Using wget to mirror a website and everything from the first level of external sites

5

3

I need to mirror a particular website (all the pages under that particular domain) any pages (but not whole sites) that the website links to.

I'm confused about the how to do this

wget -r --level=inf (or some other variant) will mirror the site.

wget -r -H --level=1 will get all the links (from all domains) to the first level.

Anyone have any ideas on how I could combine these, to get the entire of the main site and one level deep into external sites. I've been banging my head against the manual all afternoon.

Thanks

lobsterboy

Posted 2010-09-14T14:51:57.280

Reputation:

Answers

6

This is unfortunately impossible with wget (and the attempt at solving this with -H -l 1 does not do what you expect). What you want is HTTrack.

httrack --ext-depth=1 http://example.com

This can also be abbreviated as httrack %e1 http://example.com. Note that HTTrack counts levels starting at 1, not 0, so it won't follow links found on external pages unless you increase the depth.

bug

Posted 2010-09-14T14:51:57.280

Reputation: 161

4

I would use a combination wget -m -k -K -p http://example.com && wget -r -k -K -H -N -l 1 http://example.com.

About the two commands: wget -m -k -K -p http://example.com will mirror (-m = -r --level=inf -N) it, convert the links to your local mirror (-k), backs up the original file before it gets converted (-K) and downloads all prerequisites for proper viewing the mirror (-p).

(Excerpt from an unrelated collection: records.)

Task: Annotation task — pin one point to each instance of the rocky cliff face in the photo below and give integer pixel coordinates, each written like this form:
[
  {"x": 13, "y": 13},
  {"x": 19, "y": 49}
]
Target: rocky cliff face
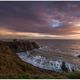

After that the second command wget -r -k -K -H -N -l 1 http://example.com would do essentially the same but only for one level spanning all hosts and it would check the timestamps with -N, so you wouldn't download the same files again. I didn't include the -p option here, because it could download very much then...

p.vitzliputzli

Posted 2010-09-14T14:51:57.280

Reputation: 587